Prof. Dr. Thomas Stodulka

Lecturer

Thomas Stodulka is professor at the Department of Social and Cultural Anthropology at the University of Münster. His doctorate is in Social and Cultural Anthropology from Freie Universität Berlin, where he was also junior professor with a focus on Psychological Anthropology between 2016 and 2023. His work focusses on affect, emotion, alternative education, mental health, marginality and stigmatization mostly in South East Asia (Indonesia and East Timor).

His favorite teaching and research lies in ethnographic methods, psychological, media, and visual anthropology. Thomas´ first research project was based on long-term fieldwork with marginalized communities in Indonesia between 2001 and 2013, where he collaborated with and learned from street-related youth, local and expatriate NGO-networks, doctors, nurses, and artists. Within this research collaboration he co-founded an independent cinema-café called KINOKI.

His second longer-term anthropology project that followed (and is still ongoing) titled ‘The Researcher’s Affects’ focuses on the role of affect and emotions in ethnographic research.

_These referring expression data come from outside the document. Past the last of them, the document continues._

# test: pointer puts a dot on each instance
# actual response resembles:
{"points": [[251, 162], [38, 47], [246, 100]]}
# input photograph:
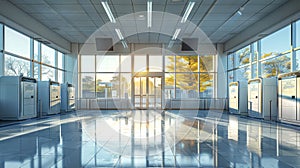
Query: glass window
{"points": [[206, 85], [107, 63], [87, 63], [125, 85], [60, 60], [169, 85], [187, 85], [276, 43], [207, 63], [87, 85], [186, 64], [16, 66], [36, 50], [125, 63], [107, 85], [60, 76], [297, 33], [169, 63], [48, 73], [140, 63], [48, 55], [230, 61], [254, 70], [16, 43], [36, 70], [255, 50], [298, 59], [275, 66], [155, 63], [243, 56]]}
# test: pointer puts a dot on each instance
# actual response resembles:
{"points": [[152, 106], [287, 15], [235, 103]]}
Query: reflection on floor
{"points": [[149, 139]]}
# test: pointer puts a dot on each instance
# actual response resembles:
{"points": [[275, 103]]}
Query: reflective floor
{"points": [[149, 139]]}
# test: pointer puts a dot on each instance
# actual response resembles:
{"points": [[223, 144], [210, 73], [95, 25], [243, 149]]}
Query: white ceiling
{"points": [[76, 20]]}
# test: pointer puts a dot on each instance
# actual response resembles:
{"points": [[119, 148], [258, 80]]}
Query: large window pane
{"points": [[48, 55], [140, 63], [187, 64], [298, 60], [243, 56], [16, 43], [275, 66], [107, 63], [60, 60], [107, 85], [297, 34], [87, 63], [187, 85], [206, 85], [125, 63], [60, 76], [87, 85], [207, 63], [169, 85], [125, 85], [155, 63], [36, 50], [48, 73], [276, 43], [230, 60], [16, 66], [169, 63]]}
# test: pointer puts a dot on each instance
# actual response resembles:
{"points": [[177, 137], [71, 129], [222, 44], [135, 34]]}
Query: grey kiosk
{"points": [[262, 98], [67, 97], [238, 98], [18, 97], [49, 97], [288, 97]]}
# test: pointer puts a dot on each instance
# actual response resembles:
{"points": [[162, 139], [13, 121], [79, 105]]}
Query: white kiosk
{"points": [[18, 98], [67, 97], [288, 97], [49, 97], [262, 98], [238, 98]]}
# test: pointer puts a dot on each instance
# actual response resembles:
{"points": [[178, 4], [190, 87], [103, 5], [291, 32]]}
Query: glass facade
{"points": [[267, 57], [23, 55], [110, 76]]}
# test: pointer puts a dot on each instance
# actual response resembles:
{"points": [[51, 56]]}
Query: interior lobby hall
{"points": [[149, 83]]}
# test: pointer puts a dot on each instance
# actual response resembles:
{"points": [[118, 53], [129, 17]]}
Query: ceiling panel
{"points": [[75, 20]]}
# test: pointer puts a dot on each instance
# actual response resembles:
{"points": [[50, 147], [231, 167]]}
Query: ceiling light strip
{"points": [[118, 31], [176, 34], [187, 11], [149, 13], [108, 11]]}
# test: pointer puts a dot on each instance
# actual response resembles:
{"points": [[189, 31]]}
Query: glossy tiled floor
{"points": [[149, 139]]}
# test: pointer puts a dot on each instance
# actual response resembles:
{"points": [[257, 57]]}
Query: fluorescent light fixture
{"points": [[124, 44], [171, 43], [108, 11], [187, 11], [149, 13], [176, 34], [119, 34]]}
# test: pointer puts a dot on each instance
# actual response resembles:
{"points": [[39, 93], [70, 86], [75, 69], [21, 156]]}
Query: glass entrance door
{"points": [[147, 92]]}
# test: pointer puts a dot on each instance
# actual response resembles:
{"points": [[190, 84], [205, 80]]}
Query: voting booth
{"points": [[67, 97], [262, 98], [49, 99], [238, 98], [288, 97], [18, 97]]}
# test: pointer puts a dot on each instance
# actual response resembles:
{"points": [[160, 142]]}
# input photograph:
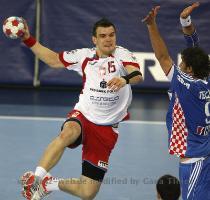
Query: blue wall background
{"points": [[67, 25]]}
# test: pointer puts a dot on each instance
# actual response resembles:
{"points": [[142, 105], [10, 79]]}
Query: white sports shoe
{"points": [[33, 187]]}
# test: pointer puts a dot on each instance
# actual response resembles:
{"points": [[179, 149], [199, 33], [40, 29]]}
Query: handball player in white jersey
{"points": [[188, 117], [107, 72]]}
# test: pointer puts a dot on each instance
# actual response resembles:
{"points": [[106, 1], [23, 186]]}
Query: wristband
{"points": [[131, 75], [30, 42], [185, 22]]}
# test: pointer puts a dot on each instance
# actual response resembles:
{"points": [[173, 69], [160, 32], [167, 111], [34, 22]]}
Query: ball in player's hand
{"points": [[13, 27]]}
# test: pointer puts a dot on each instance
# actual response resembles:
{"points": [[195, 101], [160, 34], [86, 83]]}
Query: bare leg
{"points": [[85, 188], [55, 149]]}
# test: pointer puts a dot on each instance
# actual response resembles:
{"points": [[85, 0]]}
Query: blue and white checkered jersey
{"points": [[188, 117]]}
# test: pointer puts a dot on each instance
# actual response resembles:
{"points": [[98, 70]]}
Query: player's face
{"points": [[105, 40]]}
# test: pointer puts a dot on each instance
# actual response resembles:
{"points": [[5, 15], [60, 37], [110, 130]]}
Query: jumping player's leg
{"points": [[85, 187], [71, 131], [195, 180]]}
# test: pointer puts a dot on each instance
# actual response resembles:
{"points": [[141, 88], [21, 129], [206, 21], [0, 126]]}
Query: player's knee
{"points": [[70, 133]]}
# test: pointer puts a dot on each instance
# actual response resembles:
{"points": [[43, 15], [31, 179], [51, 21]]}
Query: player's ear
{"points": [[94, 40]]}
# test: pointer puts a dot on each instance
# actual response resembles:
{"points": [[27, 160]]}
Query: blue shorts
{"points": [[195, 180]]}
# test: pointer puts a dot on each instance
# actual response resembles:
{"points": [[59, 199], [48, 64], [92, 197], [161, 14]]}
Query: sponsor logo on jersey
{"points": [[95, 98], [103, 164], [102, 91], [181, 80], [75, 114], [103, 84]]}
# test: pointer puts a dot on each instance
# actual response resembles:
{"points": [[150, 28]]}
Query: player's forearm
{"points": [[46, 55], [158, 45]]}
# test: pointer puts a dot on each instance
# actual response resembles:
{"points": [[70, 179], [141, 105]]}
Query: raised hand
{"points": [[150, 18], [187, 11], [26, 34]]}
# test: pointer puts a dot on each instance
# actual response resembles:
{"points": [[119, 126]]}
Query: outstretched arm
{"points": [[158, 45], [48, 56], [188, 28]]}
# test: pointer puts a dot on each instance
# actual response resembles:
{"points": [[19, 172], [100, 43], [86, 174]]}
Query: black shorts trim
{"points": [[92, 171], [80, 138]]}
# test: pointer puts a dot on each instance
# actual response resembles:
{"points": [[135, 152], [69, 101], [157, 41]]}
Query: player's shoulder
{"points": [[120, 49], [83, 52]]}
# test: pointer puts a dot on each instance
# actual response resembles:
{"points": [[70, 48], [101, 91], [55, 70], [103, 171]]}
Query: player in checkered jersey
{"points": [[188, 117], [107, 71]]}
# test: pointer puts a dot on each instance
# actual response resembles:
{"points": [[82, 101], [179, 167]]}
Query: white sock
{"points": [[40, 171], [52, 185]]}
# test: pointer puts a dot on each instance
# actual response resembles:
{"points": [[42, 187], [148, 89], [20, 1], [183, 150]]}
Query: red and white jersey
{"points": [[97, 103]]}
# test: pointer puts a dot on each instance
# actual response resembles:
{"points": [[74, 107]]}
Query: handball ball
{"points": [[13, 27]]}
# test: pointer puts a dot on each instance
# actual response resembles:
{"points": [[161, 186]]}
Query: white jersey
{"points": [[97, 103]]}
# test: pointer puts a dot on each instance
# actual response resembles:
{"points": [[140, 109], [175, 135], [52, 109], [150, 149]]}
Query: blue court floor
{"points": [[28, 123]]}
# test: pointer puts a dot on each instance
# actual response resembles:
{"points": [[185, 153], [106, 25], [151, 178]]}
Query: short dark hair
{"points": [[196, 58], [168, 187], [102, 23]]}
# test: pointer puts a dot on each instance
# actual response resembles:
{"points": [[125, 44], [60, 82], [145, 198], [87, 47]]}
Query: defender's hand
{"points": [[187, 11], [150, 18], [116, 83]]}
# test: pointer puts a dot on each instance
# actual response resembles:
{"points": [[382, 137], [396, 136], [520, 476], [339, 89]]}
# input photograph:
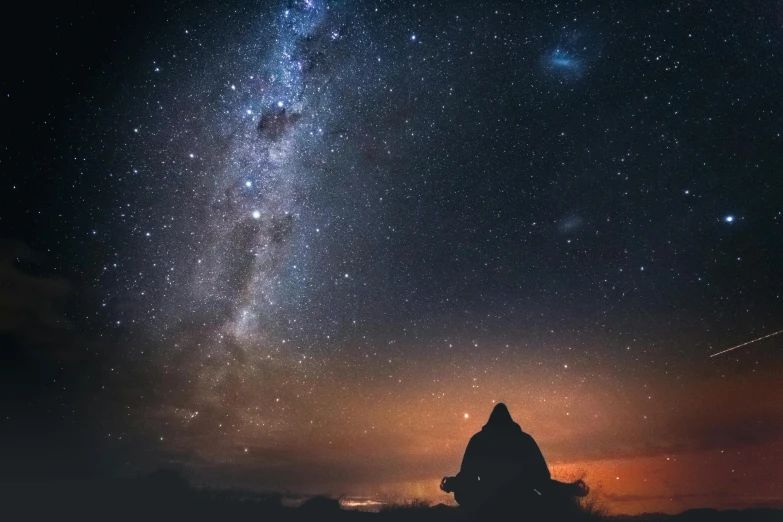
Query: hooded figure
{"points": [[502, 467]]}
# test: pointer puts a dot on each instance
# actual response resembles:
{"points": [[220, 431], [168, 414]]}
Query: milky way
{"points": [[324, 238]]}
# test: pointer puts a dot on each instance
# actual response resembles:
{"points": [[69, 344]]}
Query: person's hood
{"points": [[500, 420]]}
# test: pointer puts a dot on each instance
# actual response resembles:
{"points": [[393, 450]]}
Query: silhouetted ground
{"points": [[165, 495]]}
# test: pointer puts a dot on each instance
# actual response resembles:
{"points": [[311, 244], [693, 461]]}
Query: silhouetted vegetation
{"points": [[167, 495]]}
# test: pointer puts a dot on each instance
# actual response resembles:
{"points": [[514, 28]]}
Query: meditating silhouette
{"points": [[504, 472]]}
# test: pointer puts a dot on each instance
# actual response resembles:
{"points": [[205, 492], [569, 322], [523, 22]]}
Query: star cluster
{"points": [[326, 237]]}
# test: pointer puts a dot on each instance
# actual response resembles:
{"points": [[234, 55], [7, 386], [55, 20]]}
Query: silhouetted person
{"points": [[504, 472]]}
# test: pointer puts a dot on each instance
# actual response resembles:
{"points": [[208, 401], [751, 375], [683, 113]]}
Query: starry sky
{"points": [[307, 245]]}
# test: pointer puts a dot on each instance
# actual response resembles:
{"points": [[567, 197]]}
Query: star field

His current works expand on how permaculture can shape futures, livelihoods, personhoods and economies in both urban and rural contexts in Timor-Leste, Indonesia, and the wider Asia Pacific Region. Aside from writing, the project intends to engage in collaborative media and video practices with a network of filmmakers, artists, communities, and children.

Collaborative video and filmmaking draws on his graduate studies in visual anthropology and film and communication studies at the Georg-August Universität Göttingen, and expands on long-term collaboration with filmmakers and video artists in various projects (e.g. 2019 ‘How to Disrupt Yourself: Life in the Entrepreneurial Home’; 2017 ‘Decision for a Reasonable Distance’; 2017-2021 ‘Encounter’ media lab).

His teaching ties with all the research projects in highlighting collaborative pedagogies and supporting students in following their pathways in and beyond the academe. In more than a decade of teaching in the academe, he has learned that intersectional and interactive teaching substantially supports students’ intellectual and personal engagement with methods and theory.